El Nido is in a beautiful setting itself, so while stranded there we tried to make the most out of our days, at least when the rain gave us a break. Set between tall limestone cliffs and a small beach/harbor, the town is starting to be invaded by tourists but still preserves its neat character. We walked almost every street and the shore to Caalan beach and back, drank juices, got massages, and slacked.
On the last day of the year, we took a tricycle to Corong Corong, and walked for about an hour on the beach to reach Las Cabañas. It was a very nice stretch of sand and calm, clear waters, and hundreds of locals (especially kids) were enjoying the holidays. Back to El Nido, we found a small restaurant in the beach frontline and toasted to 2014. Close to midnight, fireworks, flares, firecrackers and sky lanterns emerged all over the beach, offering us an unforgettable entry to 2015.
On our last day in El Nido we were banned from going to the islands again, crushing our last hopes.
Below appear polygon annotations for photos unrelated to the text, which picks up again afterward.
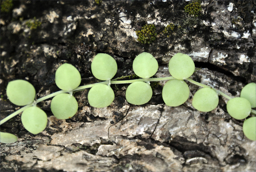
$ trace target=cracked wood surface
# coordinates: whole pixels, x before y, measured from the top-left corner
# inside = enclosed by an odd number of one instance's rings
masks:
[[[169,76],[170,58],[178,52],[186,54],[197,68],[192,79],[230,96],[239,96],[246,84],[256,80],[256,4],[202,1],[198,18],[184,13],[189,3],[185,1],[106,1],[100,5],[92,0],[15,2],[11,12],[1,13],[0,21],[1,119],[19,108],[7,99],[8,82],[28,80],[38,98],[59,90],[55,71],[67,62],[79,70],[81,85],[94,83],[98,81],[91,73],[91,63],[99,53],[116,61],[115,78],[134,74],[133,60],[143,52],[158,62],[154,77]],[[42,24],[30,30],[26,22],[34,16]],[[167,37],[163,31],[170,23],[176,27]],[[157,36],[152,44],[141,44],[135,31],[151,23]],[[227,113],[228,100],[220,97],[216,109],[198,111],[191,102],[200,88],[187,82],[188,100],[168,107],[161,95],[166,82],[159,82],[150,101],[140,106],[125,100],[128,84],[111,85],[115,99],[102,108],[89,105],[88,89],[76,92],[78,111],[66,120],[52,115],[51,99],[38,104],[48,117],[41,133],[27,131],[20,115],[1,126],[1,131],[18,139],[1,144],[0,170],[255,171],[255,142],[244,135],[243,120]]]

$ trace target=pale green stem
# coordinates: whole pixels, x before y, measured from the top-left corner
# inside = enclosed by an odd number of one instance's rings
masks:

The day was much nicer than the previous ones, and the waters looked more calmed, so we decided to do the most logical but insensate thing: rent a kayak and get to an island (Cadlao) ourselves. The way there was fairly easy, took us about 45 min and was only strenuous on the last part, which was open waters and choppy. The beach was scenic, if a bit dingy from the recent storms, but we got to enjoy the last sun and swim of our trip.
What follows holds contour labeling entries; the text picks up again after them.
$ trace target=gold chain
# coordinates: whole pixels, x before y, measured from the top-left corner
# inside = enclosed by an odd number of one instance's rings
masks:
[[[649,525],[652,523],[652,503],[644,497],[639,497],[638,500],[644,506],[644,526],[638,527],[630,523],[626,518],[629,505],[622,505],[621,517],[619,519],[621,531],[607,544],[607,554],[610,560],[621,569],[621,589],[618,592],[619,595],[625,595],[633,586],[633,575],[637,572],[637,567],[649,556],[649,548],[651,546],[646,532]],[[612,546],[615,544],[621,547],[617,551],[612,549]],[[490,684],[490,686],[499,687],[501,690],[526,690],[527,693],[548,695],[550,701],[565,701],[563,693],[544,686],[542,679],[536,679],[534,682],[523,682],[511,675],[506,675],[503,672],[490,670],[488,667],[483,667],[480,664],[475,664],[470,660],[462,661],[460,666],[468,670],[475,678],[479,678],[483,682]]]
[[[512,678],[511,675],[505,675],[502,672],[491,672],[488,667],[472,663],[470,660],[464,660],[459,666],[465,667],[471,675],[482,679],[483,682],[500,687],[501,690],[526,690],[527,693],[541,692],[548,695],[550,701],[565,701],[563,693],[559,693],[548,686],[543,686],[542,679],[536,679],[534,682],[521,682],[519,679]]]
The way back was a different story… the wind and the current had picked up, and paddling against them was a nightmare. After about 30min, we were getting exhausted and barely making progress, still in the open waters and far from the El Nido bay. We saw another kayak drift back, not being able to reach the safe waters; not sure where they ended up. My mouth was full of water from the splashes, and capsizing seemed pretty easy. Because we’re lucky people, suddenly a local bangka came from behind us, no idea from where, headed to El Nido. I called them and they threw us a rope and effortlessly towed us close to the shore. Elena still claims we could have made it without them; I’m not so sure.
The other advantage of making it back fast was that we were able to catch the van ride we had arranged to Puerto Princesa. Over 5 hours on a crappy road, which we barely suffered because we took over a couple of seats each and passed out.